Маг был не старый, но вид имел затрапезный. Лиловая мантия, вся в жирных пятнах, больше смахивала на засаленный халат. Грязные волосы свалялись в колтуны, падая на плечи неопрятными сосульками. Мятая кожа, мешки под глазами… Он все время что-то жевал, говорил невнятно, смотрел мимо. В какой-то момент взгляд его остановился на Эльзе – и вцепился двумя рыболовными крючками. Лицо мага отвердело. Он подобрался, как кот при виде мыши. Голос зазвучал жестко и властно, отдаваясь под сводами башни гулким эхом.
– Она говорит во время приступов?
Он обращался к отцу, но смотрел на Эльзу.
– Нет, господин. Только воет волчицей. Страшно так…
– Совсем ничего?
Отец лишь покачал головой.
– А после приступов долго в себя приходит?
– Ох, долго, господин! Бывает, целый день пластом лежит. Спит, бредит…
– Бредит? – маг потер руки, как пьяница в предвкушении доброй выпивки. – И в бреду разговаривает, верно?
– Верно, – закивал отец. – Болтает, пигалица.
– И что же она в бреду… м-м-м… болтает?
– Да что ж может дитё сущеглупое в бреду нести? Ерунду всякую…
– Это уж я сам разберусь! – отрезал маг. – Давай, вспоминай. Если, конечно, хочешь дочери помочь.
– Да я… сразу и не упомнишь… – растерялся отец. – Про огонь бормотала… Плакала! Горит, мол, бегите…
– Пожара в округе после этого не было?
Отец наморщил лоб, вспоминая.
– Был! Точно, был! Через седьмицу у Джока-строгаля сарай ночью занялся. Жарища стояла, вот оно и полыхнуло. А тут ветер… Пять дворов выгорело. У Джока меньшие, близняшки, в дыму задохлись…
– Замечательно!
Отец вытаращился на колдуна.
– Это я не о пожаре, любезный, – исправился маг. – Детей жалко, спору нет. Я о другом, не бери в голову. Что еще твоя дочь в бреду говорила?
– Да я мало что слышал, господин. С ней жена больше… А, вот! Заглянул раз, а она как вскочит! И ко мне. Вцепилась – не оторвешь! Верещит: «Не езжай, папка, на ярманку! Зарежут тебя!» Я гляжу, а глаза у нее закрыты. Меня аж жуть пробрала. «Спи, – говорю, – доця! Не поеду я никуда…» Она брык на солому, и спит дальше.
– На ярмарку собирался? А?
– Раздумывал, – отец почесал в затылке. – Рожь плохо уродилась, поросенки тощие… Торговать нечем, самим бы хватило. Яблоки, разве что. Я сидру надавил, думал, пригодится. А тут дожди зарядили, жена расхворалась…
– А соседи поехали?
– Ну…
– Вернулись? С выручкой?
– Куда там! На обратном пути лихих людей встретили. Дядьку Сыча насмерть зарезали, выручку всю забрали… – отец говорил все медленней и медленней. Умолк, поднял глаза на колдуна: – Это что ж выходит? Ведьма в семье?!
– Твоя дочь – прорицательница. Видит грядущее.
У отца отвисла челюсть. Он смотрел на мага в заляпанной жиром мантии, как на вестника богов. Маг же поглядел на гостя, как на вонючего зверька, в чьей норе отыскался алмаз величиной с кулак.
– И что теперь?
– В науку отдавать надо. Иначе дар ее убьет.
– Да где ж такой страсти учат?!
– Есть места. Или ты своей дочери враг?
– А денег много запросят? Мы люди скромные…

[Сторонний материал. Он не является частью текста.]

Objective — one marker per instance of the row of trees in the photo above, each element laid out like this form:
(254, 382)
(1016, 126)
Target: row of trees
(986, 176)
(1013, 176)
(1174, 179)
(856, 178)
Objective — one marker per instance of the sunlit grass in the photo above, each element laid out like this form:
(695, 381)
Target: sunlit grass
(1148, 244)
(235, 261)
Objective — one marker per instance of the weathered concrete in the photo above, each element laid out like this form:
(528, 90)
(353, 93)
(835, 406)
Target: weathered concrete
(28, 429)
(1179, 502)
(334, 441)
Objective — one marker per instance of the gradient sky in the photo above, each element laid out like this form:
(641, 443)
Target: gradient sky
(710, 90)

– Не надо денег. Сивиллы таких, как твоя Эльза, по всему свету ищут. Считай, повезло тебе. Собирай дочь в дорогу и через три дня привози ко мне. Я сам доставлю ее к сивиллам.
Маг присел на корточки, взял Эльзу за плечи. Изо рта мага несло кислой капустой. Пегая щетина покрывала щеки, обвисшие, как брыли у пса. Девочка хихикнула. Маг кивнул, словно услышал правильный ответ. И впервые за весь разговор обратился к Эльзе:
– Поедешь учиться на сивиллу?
– Если я останусь дома, я умру? – спросила Эльза.
– Да. И очень скоро.
– Тогда поеду. Я хочу жить долго-долго! Всегда!

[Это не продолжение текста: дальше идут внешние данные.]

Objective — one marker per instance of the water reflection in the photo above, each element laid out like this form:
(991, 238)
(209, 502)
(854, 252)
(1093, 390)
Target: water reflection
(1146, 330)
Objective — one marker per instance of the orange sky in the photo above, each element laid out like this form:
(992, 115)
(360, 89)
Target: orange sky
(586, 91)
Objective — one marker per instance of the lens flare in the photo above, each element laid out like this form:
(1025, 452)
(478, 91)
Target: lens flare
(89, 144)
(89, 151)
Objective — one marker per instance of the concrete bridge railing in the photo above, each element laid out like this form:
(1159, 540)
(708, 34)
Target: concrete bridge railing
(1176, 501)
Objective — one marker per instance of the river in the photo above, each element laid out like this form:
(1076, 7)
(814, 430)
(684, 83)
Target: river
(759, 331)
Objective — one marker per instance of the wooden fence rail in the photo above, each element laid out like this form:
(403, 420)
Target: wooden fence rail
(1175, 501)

Дорога в обитель Эльзе запомнилась смутно. Повозка тащилась по колдобинам, подпрыгивала на ухабах. Мимо плыли рощи и поля, деревни, похожие, как близнецы. Возница покрикивал на костлявую лошадь. Та и ухом не вела. Маг молчал, Эльза ела, что давали, и много спала. Приступ с ней случился только один раз. Когда девочка очнулась – на нее смотрели внимательные, немигающие глаза мага. Что он хотел высмотреть в ней? Этого Эльза никогда не узнала. Как и того, чем расплатились с магом сивиллы за новую сестру. Деньгами? Вряд ли. Обитель не была богатой.